Tornando a falar da Lei 12.403/11, viu-se que a mesma inovou no tratamento das prisões processuais, tanto que hoje a regra é que não se admite prisão preventiva para o não reincidente e cuja pena abstrata do tipo penal infringido não ultrapasse 04 (quatro). Todavia, ressaltando mais uma vez a especialidade da Lei Maria da Penha, mais uma vez ela faz exceção a esta regra, tendo em vista que não importa o crime praticado no âmbito doméstico, e sua pena abstrata, o que se aplica neste são as determinações da lei 11340/06, e sendo assim, é perfeitamente possível a prisão do agressor não importe o crime.
 
3. CONCLUSÃO
É por certo desmedido e contrário ao próprio espírito da lei, condicionar uma medida de urgência à existência de uma ação penal, isso não se coaduna nem com o termo “medida protetiva de urgência” que nada mais é do que uma cautelar, pois se uma vítima bate à porta do Estado, este deve estar preparado para agir de forma imediata e incondicionada, até porque muitas das deves o que esta em jogo são os bens tidos como indisponíveis à exemplo da vida, integridade física psicológica, dignidade sexual,  enfim, bens que merece uma atenção maior.

Desta forma não poderia ser outra a conclusão, senão pela perfeita possibilidade do magistrado aplicar de ofício e antes mesmo da ação penal, a prisão preventiva do agressor, quando esta for de fato a medida necessária e mais adequada a ser tomada, embasando sua decisão na Lei especial n° 11.340/06, denominada por Lei Maria da Penha.

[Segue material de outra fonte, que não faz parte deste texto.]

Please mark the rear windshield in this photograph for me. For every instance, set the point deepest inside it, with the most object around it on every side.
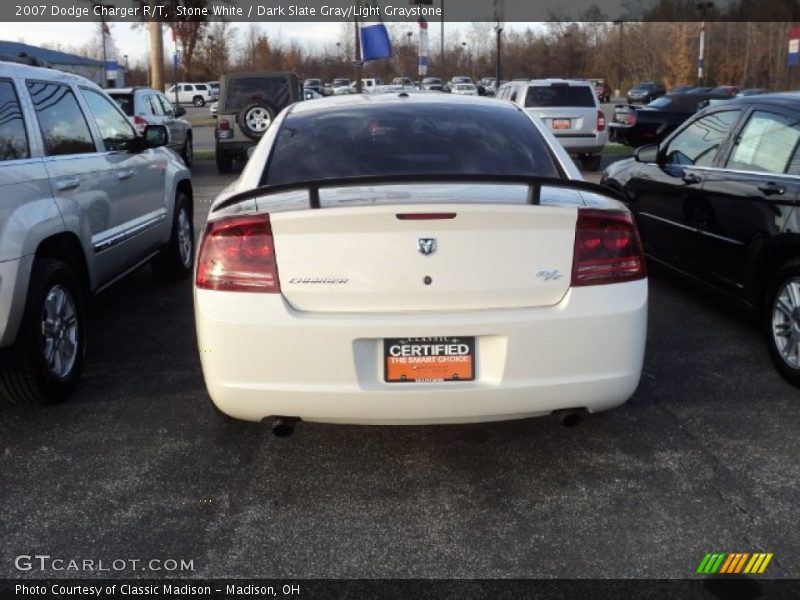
(560, 95)
(412, 139)
(242, 91)
(125, 102)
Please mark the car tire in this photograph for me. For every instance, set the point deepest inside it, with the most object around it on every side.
(41, 368)
(224, 161)
(782, 320)
(177, 258)
(255, 118)
(591, 162)
(187, 152)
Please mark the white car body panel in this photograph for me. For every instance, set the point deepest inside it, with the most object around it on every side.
(262, 358)
(315, 350)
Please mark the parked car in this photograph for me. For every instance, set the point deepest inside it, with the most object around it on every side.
(339, 87)
(87, 200)
(432, 84)
(248, 104)
(464, 89)
(637, 125)
(213, 87)
(416, 258)
(717, 201)
(190, 93)
(645, 92)
(315, 85)
(146, 106)
(569, 108)
(601, 89)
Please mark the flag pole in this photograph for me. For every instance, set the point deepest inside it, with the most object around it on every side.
(358, 62)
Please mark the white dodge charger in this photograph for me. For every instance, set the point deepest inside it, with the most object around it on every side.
(416, 258)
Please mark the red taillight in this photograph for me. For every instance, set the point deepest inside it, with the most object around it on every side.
(607, 249)
(139, 123)
(238, 254)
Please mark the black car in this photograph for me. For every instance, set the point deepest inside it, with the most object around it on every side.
(248, 104)
(646, 91)
(634, 126)
(315, 85)
(717, 201)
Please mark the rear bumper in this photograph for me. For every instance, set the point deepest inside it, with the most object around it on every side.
(261, 358)
(584, 144)
(14, 276)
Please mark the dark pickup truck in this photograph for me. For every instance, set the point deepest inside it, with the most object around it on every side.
(636, 126)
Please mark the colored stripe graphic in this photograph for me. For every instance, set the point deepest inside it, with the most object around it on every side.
(734, 563)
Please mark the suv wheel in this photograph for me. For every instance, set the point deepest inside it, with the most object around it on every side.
(176, 259)
(187, 153)
(782, 321)
(254, 119)
(224, 161)
(45, 363)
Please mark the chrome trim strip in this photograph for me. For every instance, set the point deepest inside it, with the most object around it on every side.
(663, 220)
(128, 230)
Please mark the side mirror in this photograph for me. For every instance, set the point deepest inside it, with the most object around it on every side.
(154, 136)
(646, 154)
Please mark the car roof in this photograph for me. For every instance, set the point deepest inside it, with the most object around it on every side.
(551, 80)
(131, 90)
(785, 99)
(398, 98)
(11, 69)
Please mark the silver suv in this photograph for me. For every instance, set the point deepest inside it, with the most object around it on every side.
(569, 108)
(84, 200)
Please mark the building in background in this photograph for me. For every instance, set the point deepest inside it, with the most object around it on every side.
(90, 68)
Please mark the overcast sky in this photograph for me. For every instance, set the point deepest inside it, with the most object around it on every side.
(133, 42)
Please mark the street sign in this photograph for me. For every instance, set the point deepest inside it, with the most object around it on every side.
(794, 46)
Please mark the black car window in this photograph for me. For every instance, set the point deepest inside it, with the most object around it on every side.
(245, 90)
(125, 102)
(767, 143)
(63, 125)
(115, 129)
(13, 139)
(698, 144)
(412, 139)
(560, 95)
(166, 105)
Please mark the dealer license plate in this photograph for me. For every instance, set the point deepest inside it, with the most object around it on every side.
(432, 359)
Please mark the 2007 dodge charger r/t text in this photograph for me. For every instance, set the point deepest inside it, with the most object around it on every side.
(416, 258)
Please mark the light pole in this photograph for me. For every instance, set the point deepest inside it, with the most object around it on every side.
(702, 71)
(621, 24)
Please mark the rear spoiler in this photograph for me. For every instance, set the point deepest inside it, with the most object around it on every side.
(534, 183)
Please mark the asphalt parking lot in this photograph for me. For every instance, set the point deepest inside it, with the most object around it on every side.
(137, 465)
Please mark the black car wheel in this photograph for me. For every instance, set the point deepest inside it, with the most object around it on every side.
(224, 161)
(782, 321)
(45, 363)
(187, 153)
(254, 119)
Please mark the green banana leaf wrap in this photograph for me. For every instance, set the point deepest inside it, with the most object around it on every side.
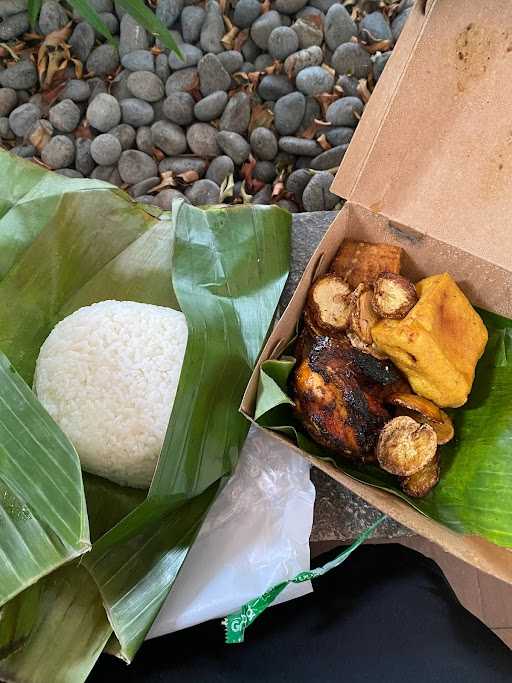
(473, 494)
(86, 564)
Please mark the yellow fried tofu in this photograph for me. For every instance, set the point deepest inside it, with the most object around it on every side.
(438, 344)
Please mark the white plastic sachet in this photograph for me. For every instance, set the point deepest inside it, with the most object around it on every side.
(255, 535)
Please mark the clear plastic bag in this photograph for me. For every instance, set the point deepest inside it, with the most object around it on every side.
(255, 535)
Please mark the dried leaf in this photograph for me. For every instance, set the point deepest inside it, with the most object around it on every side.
(260, 116)
(324, 144)
(241, 39)
(362, 90)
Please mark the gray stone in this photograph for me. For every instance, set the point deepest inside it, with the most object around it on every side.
(183, 80)
(289, 6)
(274, 86)
(138, 60)
(202, 140)
(162, 68)
(202, 193)
(111, 22)
(352, 59)
(341, 112)
(76, 90)
(125, 134)
(246, 12)
(263, 143)
(299, 146)
(106, 149)
(8, 100)
(308, 33)
(311, 56)
(339, 26)
(23, 118)
(137, 112)
(339, 136)
(263, 61)
(146, 86)
(168, 11)
(374, 28)
(179, 108)
(119, 86)
(10, 7)
(82, 40)
(265, 171)
(5, 130)
(103, 60)
(165, 198)
(168, 137)
(14, 26)
(329, 159)
(83, 160)
(317, 195)
(220, 169)
(213, 29)
(52, 17)
(64, 116)
(144, 186)
(192, 19)
(183, 165)
(263, 196)
(314, 80)
(104, 112)
(263, 27)
(59, 152)
(211, 107)
(250, 50)
(191, 56)
(132, 36)
(212, 75)
(237, 114)
(399, 22)
(297, 181)
(282, 42)
(19, 76)
(135, 166)
(69, 173)
(231, 60)
(234, 145)
(24, 151)
(289, 112)
(143, 140)
(349, 85)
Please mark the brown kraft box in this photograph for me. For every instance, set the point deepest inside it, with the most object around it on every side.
(430, 169)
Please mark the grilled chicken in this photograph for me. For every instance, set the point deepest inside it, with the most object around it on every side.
(339, 394)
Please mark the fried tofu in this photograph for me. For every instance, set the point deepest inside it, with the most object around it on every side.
(362, 262)
(438, 344)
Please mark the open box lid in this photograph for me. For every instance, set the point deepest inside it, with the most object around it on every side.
(433, 151)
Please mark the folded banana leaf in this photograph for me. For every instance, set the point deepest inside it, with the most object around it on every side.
(65, 244)
(473, 494)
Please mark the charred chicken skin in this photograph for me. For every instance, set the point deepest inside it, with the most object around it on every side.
(339, 394)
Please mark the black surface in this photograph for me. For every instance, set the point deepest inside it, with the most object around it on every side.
(387, 615)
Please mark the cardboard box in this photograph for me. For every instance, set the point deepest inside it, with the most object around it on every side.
(430, 169)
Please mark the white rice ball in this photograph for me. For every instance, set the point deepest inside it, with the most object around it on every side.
(108, 376)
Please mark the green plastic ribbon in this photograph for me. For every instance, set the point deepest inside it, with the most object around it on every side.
(236, 623)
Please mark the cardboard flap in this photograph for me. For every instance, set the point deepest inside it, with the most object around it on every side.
(433, 151)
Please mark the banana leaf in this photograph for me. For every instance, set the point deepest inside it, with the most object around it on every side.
(65, 244)
(473, 494)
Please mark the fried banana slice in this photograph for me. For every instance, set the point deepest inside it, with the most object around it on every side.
(393, 296)
(422, 482)
(362, 316)
(328, 306)
(362, 262)
(405, 446)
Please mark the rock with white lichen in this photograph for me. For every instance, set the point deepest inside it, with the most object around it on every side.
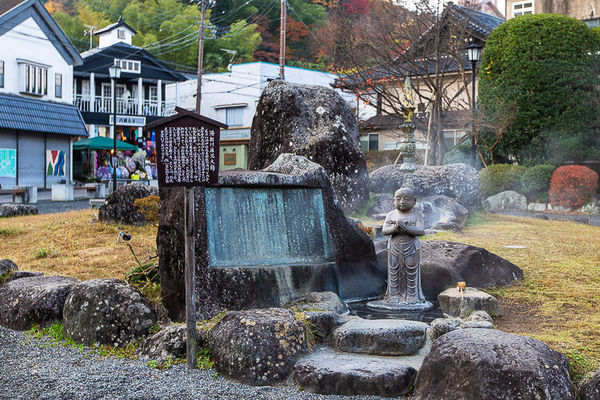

4. REFERÊNCIAS BIBLIOGRÁFICAS
BIANCHINI, Alice; MAZZUOLI, Valerio de Oliveira. Lei de violência doméstica e familiar contra mulher (Lei Maria da Penha): constitucionalidade e convencionalidade. In: Atualidades Jurídicas: Revista eletrônica do Conselho Federal da OAB, v. 5, p. 2-22, 2009. Material da 4ª aula da Disciplina Política Criminal, ministrada no Curso de Pós-Graduação Lato Sensu TeleVirtual em Ciências Penais - Universidade Anhanguera-Uniderp - IPAN - REDE LFG.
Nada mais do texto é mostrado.